Posted by News Express | 11 June 2021 | 541 times
China has arrested more than a thousand people for using the profits from crime to buy crypto currencies, security officials said, as part of a growing crackdown on the industry.
The country’s Bitcoin mines power nearly 80 percent of the global trade in crypto currencies, although trading in China is banned.
Officials have started to turn a sharp eye towards crypto currency miners to prevent speculation and stamp out money laundering.
Chinese police busted a network of 1,100 people involved in laundering money by buying crypto currencies, the ministry of public security said in a statement dated Wednesday.
The launderers charged clients commission to convert illegal proceeds into virtual currencies via crypto exchanges, the ministry said, without outlining the amount of money involved.
China banned trading in crypto currencies in 2019 and is increasingly tightening restrictions on Bitcoin mining.
In April, the northern region of Inner Mongolia closed down all its crypto currency mines, claiming they failed to meet annual energy consumption targets.

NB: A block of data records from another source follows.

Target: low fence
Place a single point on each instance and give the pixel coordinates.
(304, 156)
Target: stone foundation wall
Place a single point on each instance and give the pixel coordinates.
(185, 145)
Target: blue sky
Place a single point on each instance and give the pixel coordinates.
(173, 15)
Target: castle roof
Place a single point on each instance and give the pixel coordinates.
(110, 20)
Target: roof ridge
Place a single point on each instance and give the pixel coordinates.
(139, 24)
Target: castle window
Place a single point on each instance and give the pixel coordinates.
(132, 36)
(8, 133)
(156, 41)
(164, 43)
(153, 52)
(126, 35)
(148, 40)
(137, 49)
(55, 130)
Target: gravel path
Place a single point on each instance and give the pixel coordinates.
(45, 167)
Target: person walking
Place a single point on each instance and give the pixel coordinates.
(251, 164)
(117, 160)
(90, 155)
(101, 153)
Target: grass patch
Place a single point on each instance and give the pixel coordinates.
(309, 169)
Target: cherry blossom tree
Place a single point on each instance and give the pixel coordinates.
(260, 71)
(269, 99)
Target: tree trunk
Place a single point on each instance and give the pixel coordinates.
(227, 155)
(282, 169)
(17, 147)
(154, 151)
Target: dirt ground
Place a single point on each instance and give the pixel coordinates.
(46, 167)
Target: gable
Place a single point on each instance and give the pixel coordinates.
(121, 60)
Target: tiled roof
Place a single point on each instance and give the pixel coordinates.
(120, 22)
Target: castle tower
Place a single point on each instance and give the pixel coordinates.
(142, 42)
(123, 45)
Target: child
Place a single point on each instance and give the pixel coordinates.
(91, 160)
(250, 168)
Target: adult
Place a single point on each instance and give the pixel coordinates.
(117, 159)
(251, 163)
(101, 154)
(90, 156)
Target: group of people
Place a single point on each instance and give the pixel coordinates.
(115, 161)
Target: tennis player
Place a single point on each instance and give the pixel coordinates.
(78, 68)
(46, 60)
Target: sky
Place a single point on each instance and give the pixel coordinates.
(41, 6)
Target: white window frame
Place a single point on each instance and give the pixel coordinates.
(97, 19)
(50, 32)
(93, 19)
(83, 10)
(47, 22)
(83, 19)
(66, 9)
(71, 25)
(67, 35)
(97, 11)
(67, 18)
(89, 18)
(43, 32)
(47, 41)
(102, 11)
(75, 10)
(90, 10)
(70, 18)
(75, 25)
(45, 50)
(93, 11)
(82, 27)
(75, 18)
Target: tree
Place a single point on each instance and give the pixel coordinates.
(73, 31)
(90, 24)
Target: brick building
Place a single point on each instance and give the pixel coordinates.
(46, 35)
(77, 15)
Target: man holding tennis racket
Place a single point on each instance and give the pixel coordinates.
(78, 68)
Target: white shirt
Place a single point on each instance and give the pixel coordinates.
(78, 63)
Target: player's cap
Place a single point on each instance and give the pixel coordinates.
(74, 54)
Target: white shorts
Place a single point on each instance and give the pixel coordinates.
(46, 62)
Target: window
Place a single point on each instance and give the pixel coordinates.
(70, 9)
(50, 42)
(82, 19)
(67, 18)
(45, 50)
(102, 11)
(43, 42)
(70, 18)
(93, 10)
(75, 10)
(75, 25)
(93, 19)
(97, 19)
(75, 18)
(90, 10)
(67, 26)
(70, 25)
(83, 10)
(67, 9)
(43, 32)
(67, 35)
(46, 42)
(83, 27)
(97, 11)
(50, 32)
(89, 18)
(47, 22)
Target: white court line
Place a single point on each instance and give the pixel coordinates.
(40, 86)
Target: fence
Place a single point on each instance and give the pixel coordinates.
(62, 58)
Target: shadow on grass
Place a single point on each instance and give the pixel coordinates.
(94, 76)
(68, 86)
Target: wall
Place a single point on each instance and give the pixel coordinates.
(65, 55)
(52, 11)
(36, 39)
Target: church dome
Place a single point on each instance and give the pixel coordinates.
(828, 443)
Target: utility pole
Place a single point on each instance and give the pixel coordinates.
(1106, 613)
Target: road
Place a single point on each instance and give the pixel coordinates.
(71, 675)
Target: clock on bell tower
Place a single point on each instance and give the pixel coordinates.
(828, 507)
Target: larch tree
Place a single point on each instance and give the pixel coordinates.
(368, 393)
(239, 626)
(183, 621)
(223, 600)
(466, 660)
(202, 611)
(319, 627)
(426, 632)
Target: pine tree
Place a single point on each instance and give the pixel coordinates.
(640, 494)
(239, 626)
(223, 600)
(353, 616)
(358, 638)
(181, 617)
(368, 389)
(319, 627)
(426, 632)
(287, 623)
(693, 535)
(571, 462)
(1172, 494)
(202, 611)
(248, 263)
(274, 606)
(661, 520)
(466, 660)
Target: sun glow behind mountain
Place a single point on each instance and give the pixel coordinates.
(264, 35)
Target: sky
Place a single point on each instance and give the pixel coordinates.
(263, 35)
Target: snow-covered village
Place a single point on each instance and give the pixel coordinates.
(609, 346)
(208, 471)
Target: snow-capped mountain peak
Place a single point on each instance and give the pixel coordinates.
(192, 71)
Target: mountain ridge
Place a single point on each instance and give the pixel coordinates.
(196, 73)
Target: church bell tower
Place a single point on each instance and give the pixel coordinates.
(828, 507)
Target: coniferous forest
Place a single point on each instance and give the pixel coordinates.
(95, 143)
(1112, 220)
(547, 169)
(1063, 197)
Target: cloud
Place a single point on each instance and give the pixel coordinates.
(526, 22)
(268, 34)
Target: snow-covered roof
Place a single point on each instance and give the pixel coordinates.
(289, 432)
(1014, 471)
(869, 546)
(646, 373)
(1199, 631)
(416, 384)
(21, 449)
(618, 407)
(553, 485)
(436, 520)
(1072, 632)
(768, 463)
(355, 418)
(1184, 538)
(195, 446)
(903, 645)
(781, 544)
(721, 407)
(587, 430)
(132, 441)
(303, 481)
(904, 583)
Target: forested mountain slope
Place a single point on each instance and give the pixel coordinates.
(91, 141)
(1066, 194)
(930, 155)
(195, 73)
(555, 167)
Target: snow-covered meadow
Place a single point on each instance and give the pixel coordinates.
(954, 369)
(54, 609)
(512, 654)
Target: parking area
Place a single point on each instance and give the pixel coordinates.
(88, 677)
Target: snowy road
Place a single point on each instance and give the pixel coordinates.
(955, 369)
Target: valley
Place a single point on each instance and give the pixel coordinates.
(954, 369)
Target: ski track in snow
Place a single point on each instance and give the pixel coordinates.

The region accounted for eight percent of the computing power needed to run the global block chain — a set of online ledgers to record Bitcoin transactions.
That is higher than the amount of computing power dedicated to block chain in the entire United States.
The northwestern province of Qinghai announced a similar ban on crypto currency mining on Wednesday, but no data is available about the size of the operations in the region.
Bitcoin values tumbled in May on the back of a warning by Beijing to investors against speculative trading in crypto currencies.
China is in the midst of a wide-ranging regulatory crackdown on its fintech sector, whose biggest players have been hit with large fines after being found guilty of monopolistic practices.